Jesús subraya vigorosamente la verdad objetiva de sus palabras, afirmando la necesidad del alimento eucarístico: “En verdad, en verdad os digo que, si no coméis la carne del Hijo del hombre y no bebéis su sangre, no tendréis vida en vosotros” (Jn 6, 53). No se trata de una comida puramente espiritual, en que las expresiones ‘comer la carne’ de Cristo y ‘beber su sangre’, tendrían un sentido metafórico. Es una verdadera comida, como precisa Jesús con fuerza: “Mi carne es verdadera comida y mi sangre verdadera bebida” (Jn 6, 55).

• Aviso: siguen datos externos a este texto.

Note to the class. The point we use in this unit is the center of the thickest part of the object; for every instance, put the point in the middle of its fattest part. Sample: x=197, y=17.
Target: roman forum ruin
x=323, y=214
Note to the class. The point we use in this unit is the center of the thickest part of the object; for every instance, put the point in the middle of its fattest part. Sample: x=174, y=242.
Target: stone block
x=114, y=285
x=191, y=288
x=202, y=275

Esta comida no es menos necesaria para el desarrollo de la vida divina en los fieles, que los alimentos materiales para el mantenimiento y desarrollo de la vida corporal. La Eucaristía no es un lujo ofrecido a los que quieran vivir más íntimamente unidos a Cristo: es una exigencia de la vida cristiana. Esta exigencia la comprendieron los discípulos, porque, según el testimonio de los Hechos de los Apóstoles, en los primeros tiempos de la Iglesia, la ‘fracción del pan’, o sea, la comida eucarística, se practicaba cada día en las casas de los fieles “con alegría y sencillez de corazón” (Hch 2, 46).

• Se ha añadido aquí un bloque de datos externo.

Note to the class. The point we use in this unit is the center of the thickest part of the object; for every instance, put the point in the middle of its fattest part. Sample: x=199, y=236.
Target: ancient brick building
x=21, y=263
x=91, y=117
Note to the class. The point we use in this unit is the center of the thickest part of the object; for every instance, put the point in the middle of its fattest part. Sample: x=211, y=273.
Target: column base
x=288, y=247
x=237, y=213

Al recibir a Cristo muerto y resucitado, participamos de su gracia, que nos ayuda a superar las pruebas de la vida presente y que nos da fuerza para abrirnos al amor a Dios y a la entrega generosa a los hermanos.
Sábado. San Matías, Apóstol
Jn 15, 9-17
No son ustedes los que me han elegido, soy yo quien los ha elegido. Estas palabras las tenemos todos grabadas a fuego en nuestros corazones: ¡ustedes y yo! Son las palabras de Jesús en el marco familiar e íntimo de la última Cena, cuando el Señor abre de par en par su corazón a sus discípulos. Por una parte, es la gratuidad de elección de aquellos a quienes constituye ministros suyos, a quienes confía una misión de particular importancia; pero, por otra parte, todos hemos sido elegidos a cumplir una misión, y cada uno y todos a vivir en el amor y en la amistad con Jesús. Todos hemos sido elegidos por Él ara ser satos, para ir a la cada del Padre. U en todo y en todos, es Dios quien inicia el diálogo en la historia de la salvación, tejida en esa maravillosa realidad de su amor. Es Él quien toma la iniciativa con la fuerza transformadora de su Palabra, que todo lo recrea. “El nos amó primero” (1Jn 4,9).
La propuesta que Jesús hace a todos es la misma: «¡Sígueme!”, en el camino que Él nos otorgado a cada uno, en nuestra propia vocación; está elección es ardua y exultante: los invita a entrar en su amistad, a escuchar de cerca su Palabra y a vivir con Él; desde nuestra propia situación nos enseña la entrega total a Dios y a la difusión de su Reino según la ley del Evangelio: “Si el grano de trigo no cae en tierra y muere, queda infecundo; pero si muere, da mucho fruto” (Jn 12,24); nos invita a salir de la propia voluntad cerrada en sí misma, de nuestra idea de autorrealización, para sumergirse en otra voluntad, la de Dios, y dejarnos guiar por ella; nos hace vivir la comunión con Dios y con nuestros hermanos, que nace de esta disponibilidad total a Dios (cf. Mt 12, 49-50), y que llega a ser el rasgo distintivo de los seguidores de Jesús: “La señal por la que conocerán que son discípulos míos, será que se amen unos a otros” (Jn 13, 35).